Archive for November 27, 2013
How to handle a roadblock in your research efforts.
Step off the family story train and take a fresh look at the research facts.
Heirlines Professional Genealogy Tip: Don’t Let a Family Story hinder you from finding the Truth on your Family Tree – Be Willing to let it go so you can open up your options for discovering your elusive ancestry.
Today was a very fascinating day in research because we have been working on cracking open a client”s long-held family story. Family tradition is that their earliest known ancestor was a Revolutionary War Veteran and that one of his sons was born in 1791 in South Carolina and fathered their lineage. (For the sake of this discussion, this son will be called the father). Some census records that family tradition accepts, have added fuel to the fire by indicating that this father was really born in 1798 and had children by two women at the same time, while only married to his wife, who had 8 of his children, and not to her daughter, the mother of 7 of his children according to census and family church records. Pretty Bizarre and convoluted.

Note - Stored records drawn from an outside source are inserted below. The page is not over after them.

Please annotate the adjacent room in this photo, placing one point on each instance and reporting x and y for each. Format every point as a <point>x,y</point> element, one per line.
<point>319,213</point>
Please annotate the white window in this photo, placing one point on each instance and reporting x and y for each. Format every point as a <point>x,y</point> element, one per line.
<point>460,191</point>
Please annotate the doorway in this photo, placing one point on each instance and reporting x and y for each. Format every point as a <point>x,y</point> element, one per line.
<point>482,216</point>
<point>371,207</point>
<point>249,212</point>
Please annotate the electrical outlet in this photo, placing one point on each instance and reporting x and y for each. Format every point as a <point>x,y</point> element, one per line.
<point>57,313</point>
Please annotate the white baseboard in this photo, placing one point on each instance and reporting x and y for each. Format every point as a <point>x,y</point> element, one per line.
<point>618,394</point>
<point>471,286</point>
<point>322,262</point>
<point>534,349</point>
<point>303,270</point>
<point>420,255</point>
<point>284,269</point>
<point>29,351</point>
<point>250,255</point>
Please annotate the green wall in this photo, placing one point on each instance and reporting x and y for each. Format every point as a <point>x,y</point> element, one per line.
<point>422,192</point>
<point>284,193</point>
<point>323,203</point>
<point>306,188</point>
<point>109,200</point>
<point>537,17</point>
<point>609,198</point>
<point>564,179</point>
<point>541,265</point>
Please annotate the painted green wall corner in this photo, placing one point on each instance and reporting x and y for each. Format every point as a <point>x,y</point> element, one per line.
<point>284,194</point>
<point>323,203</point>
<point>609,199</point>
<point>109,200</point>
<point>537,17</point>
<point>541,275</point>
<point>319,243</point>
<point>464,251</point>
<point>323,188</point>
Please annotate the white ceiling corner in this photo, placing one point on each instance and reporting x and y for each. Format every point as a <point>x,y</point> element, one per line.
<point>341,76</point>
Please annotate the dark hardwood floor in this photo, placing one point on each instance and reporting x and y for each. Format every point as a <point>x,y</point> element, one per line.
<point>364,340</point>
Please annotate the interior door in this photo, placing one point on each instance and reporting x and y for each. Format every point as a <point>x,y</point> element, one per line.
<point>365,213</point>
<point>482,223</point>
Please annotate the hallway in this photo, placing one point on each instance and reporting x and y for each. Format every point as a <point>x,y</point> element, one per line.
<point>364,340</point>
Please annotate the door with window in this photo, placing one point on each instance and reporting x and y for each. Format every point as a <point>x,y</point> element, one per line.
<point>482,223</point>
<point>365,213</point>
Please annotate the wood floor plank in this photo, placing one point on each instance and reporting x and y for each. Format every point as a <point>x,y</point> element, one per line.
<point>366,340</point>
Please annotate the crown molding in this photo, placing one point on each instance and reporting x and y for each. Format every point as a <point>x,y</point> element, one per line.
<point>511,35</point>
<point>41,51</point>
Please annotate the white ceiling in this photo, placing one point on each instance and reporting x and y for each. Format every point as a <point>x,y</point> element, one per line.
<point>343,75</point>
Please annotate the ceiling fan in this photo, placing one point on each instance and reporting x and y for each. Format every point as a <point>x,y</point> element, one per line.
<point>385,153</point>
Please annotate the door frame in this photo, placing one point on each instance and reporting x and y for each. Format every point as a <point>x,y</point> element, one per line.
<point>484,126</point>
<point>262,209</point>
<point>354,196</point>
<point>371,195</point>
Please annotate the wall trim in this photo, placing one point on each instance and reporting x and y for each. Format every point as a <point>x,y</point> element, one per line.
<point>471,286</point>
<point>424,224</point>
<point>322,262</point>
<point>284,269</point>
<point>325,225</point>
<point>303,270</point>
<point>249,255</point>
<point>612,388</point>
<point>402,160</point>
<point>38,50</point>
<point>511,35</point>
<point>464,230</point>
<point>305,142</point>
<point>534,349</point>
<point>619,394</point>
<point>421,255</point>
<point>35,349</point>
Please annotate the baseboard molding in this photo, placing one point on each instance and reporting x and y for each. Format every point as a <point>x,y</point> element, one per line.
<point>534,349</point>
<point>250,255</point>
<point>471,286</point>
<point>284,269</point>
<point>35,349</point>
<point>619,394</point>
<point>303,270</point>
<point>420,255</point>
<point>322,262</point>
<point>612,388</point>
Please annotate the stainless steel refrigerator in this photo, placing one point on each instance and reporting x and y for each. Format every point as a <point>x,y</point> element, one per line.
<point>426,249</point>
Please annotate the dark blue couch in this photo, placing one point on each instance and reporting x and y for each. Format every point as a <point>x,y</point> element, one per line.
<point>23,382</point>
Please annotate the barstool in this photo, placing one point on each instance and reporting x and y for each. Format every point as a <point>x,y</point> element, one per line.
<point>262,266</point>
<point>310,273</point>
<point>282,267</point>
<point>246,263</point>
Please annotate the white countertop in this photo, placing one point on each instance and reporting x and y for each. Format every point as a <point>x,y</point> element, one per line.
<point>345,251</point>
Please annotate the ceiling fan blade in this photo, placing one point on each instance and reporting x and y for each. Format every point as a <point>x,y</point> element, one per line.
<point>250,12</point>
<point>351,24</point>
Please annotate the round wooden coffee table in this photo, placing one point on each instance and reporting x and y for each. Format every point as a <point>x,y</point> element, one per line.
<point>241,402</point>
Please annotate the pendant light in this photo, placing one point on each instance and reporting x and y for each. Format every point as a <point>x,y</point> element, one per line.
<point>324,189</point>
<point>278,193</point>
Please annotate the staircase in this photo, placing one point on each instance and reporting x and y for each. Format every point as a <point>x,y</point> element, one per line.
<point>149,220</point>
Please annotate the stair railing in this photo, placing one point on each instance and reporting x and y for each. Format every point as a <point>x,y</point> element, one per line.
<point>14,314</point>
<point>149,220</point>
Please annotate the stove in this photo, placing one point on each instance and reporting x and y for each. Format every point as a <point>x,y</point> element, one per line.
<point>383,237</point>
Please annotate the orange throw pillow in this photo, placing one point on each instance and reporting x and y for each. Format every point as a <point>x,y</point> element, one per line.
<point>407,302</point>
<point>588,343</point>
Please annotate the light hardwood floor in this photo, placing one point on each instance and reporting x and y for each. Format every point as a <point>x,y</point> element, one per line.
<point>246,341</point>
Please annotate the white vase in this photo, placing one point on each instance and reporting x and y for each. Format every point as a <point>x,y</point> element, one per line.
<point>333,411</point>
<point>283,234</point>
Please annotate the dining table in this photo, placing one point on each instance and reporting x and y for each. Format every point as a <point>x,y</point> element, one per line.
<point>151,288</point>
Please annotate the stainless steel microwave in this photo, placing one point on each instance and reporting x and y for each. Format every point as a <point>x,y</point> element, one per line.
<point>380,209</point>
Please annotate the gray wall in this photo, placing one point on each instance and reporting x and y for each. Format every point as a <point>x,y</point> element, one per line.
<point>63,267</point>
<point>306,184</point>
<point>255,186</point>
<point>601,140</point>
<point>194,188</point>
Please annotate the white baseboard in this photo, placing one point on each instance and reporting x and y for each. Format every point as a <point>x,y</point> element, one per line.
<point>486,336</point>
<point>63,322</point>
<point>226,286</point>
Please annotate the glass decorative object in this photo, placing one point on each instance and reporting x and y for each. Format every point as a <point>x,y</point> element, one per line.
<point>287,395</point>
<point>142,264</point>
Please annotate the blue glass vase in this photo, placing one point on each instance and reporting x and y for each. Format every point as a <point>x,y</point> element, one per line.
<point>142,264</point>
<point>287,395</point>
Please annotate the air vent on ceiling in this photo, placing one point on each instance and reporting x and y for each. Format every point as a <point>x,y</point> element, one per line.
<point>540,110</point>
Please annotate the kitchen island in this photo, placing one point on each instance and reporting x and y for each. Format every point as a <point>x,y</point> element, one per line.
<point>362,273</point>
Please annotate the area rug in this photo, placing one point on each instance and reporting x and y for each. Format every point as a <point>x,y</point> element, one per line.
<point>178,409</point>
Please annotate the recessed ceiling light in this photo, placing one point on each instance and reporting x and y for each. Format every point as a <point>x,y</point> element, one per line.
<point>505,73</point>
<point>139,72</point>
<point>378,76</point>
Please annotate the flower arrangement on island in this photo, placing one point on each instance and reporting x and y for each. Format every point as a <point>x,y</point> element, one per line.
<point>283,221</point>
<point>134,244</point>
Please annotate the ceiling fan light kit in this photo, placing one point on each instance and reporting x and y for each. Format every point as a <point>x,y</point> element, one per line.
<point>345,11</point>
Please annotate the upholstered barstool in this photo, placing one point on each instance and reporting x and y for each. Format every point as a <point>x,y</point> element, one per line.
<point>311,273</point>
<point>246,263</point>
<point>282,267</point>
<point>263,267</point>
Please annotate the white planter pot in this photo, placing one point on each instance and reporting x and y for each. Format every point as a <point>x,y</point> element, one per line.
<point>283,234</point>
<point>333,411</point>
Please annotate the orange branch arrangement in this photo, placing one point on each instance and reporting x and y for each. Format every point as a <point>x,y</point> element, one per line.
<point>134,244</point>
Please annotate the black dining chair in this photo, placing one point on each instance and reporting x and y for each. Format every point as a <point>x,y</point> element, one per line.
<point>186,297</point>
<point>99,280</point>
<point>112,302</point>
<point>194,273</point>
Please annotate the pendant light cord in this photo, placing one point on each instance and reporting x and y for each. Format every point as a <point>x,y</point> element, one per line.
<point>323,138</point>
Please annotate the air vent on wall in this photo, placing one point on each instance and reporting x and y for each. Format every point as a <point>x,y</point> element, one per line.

We have gone the rounds with the client over their family story, never finding enough evidence to prove the connection to the Revolutionary War Soldier’s son born in 1791, and never finding enough evidence to disprove what has come down in family records of the guy born in 1798 who was the father of the 7 kids found in the church records the children made when they were adults, where the parents names are clearly given. We searched for land and probate records. None were found in the states where he was listed in the Census. We searched church records (when the children were in the home) guardianship records as well as military records, and got no where. Since no paying client comes to us with Fort Knox backing, it was time we stepped off the family story train for a fresh view of the known facts.
Today we had a break-through because we took a major step back and looked at everything again. We decided not to accept the family tradition at face value because it was using records with such wide variances in age that made it impossible to pin the guy down in the records. Census records are notoriously unreliable from decade to decade, whether we are dealing with names or ages or location of birth, etc. We put family tradition aside and went with the known facts, that the father was born in South Carolina and he did father 7 kids by a woman who the children identify in their adulthood as their parents.
And lo and behold, by doing a general search for the father’s name in Census Records, we found a man in another State, who had been born in ’91 in South Carolina which now opens up another whole avenue of research. And another wife. The plot thickens.
The story is not over yet. The client now has a new possibility for research in two other states where this father may have lived or will lead to a conclusive elimination to him even being related to the Revolutionary War soldier. I hope some day, with the client’s permission to write this story in detail, showing there are more ways to skin a cat, than just holding on to family stories forever.